Depois, passou a outros povos: sussurrar,
nas longas noites que sua tenda abriga,
até os babilônios... e que assim prossiga,
pelo Talmude judeu a repassar:
"Tudo que o homem pode imaginar,
Deus já criou, em Sua sabedoria."
Assim, há muitos mundos, fora o nosso.
E chegamos a eles, num cruzar
de portal místico, pleno de energia,
sem perceber geralmente seu esboço.
MOLDADURAS V
Alguns destes mil mundos paralelos
diferem deste nosso por detalhes:
para reconhecê-los, talvez falhes,
por diferentes que sejam seus anelos.
Uns são horrendos; outros, muito belos
e, quando os visitares, não espalhes
que de outro mundo vens; e nem os malhes,
para voltares a anteriores zelos...
Pois te dirão que és louca: te conhecem
desde criança: moraste sempre ali
(ou, pelo menos, seus habitantes pensam).
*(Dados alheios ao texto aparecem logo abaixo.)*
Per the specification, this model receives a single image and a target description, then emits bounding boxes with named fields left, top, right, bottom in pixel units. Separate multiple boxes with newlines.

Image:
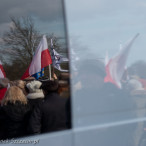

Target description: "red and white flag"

left=0, top=60, right=7, bottom=100
left=104, top=33, right=139, bottom=88
left=0, top=60, right=6, bottom=78
left=21, top=35, right=52, bottom=79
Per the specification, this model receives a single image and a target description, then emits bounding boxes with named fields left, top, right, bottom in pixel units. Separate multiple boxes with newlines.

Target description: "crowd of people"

left=0, top=74, right=71, bottom=139
left=1, top=59, right=146, bottom=140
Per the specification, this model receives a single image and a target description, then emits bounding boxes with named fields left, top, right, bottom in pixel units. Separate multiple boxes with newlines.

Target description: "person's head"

left=23, top=77, right=35, bottom=84
left=0, top=78, right=9, bottom=89
left=126, top=79, right=144, bottom=91
left=1, top=86, right=27, bottom=105
left=40, top=80, right=59, bottom=95
left=12, top=80, right=26, bottom=89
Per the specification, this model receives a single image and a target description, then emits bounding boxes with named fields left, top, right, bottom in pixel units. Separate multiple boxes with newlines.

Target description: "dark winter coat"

left=0, top=101, right=31, bottom=139
left=28, top=98, right=44, bottom=110
left=27, top=92, right=44, bottom=111
left=28, top=92, right=67, bottom=134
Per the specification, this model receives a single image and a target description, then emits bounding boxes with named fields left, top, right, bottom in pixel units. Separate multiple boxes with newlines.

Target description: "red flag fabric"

left=0, top=61, right=6, bottom=78
left=21, top=35, right=52, bottom=80
left=104, top=33, right=139, bottom=88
Se de outros mundos vieram, já se esquecem:
e acreditam existir só este aqui,
em que todas as verdades se condensam.
ESTENOSE
Tenho uma amiga, de grande estimação,
a quem eu nunca vi e nem conheço;
isto não serve de pedra de tropeço,
que igual ao dela me bate o coração.
Mas eu sei que é mulher de grã coragem,
que enfrenta as metástases da vida,
sem nem recuar; e nunca dá guarida
a covardia ou desalento em sua bagagem.
Soube correr grandes riscos e venceu:
mostrou-se firme perante dois miomas,
venceu ataques da estenose renal.
Sua tese redigiu e defendeu
contra a banca medíocre, em suas somas
e em sua amizade deu-me honra bem real.
CIRCADIEM
Algo mudou em mim; agora vejo
que meus ritmos circádicos mudaram:
deito mais cedo; as manhãs se transformaram
em longas horas, desde que eu ensejo
levantar pelas quatro da manhã.
Não sei por quanto tempo a moda dura:
costumava aproveitar a noite escura
e só deitar-me às cinco, em temporã
distribuição das horas e acordava
cerca das oito. Mudei, deito-me às duas
ou mesmo à uma e me acordo cedo assim.
Era outro ser talvez que comandava
meus ciclos interiores de horas nuas,
tal qual se um outro ardor vivesse em mim.
DESTINOS PARALELOS I
Hoje percebo tudo estranho a meu redor,
tal como se a passagem de um portal
tivesse atravessado. O mundo atual
é igual e diferente ao meu pendor...
É o mesmo; e não o é. Sinto-me flor
de outra raiz, no estranho carnaval
que anima o corpo todo. É como se o real
tivesse abandonado por máscara de ator.
Não só me acordo à hora em que dormia:
sinto até que meu andar se transmudou.
Sou eu que habito um corpo parecido
ou outro eu que de meu corpo espia
o novo ambiente que se lhe deparou,
quem sabe sem saber que havia morrido?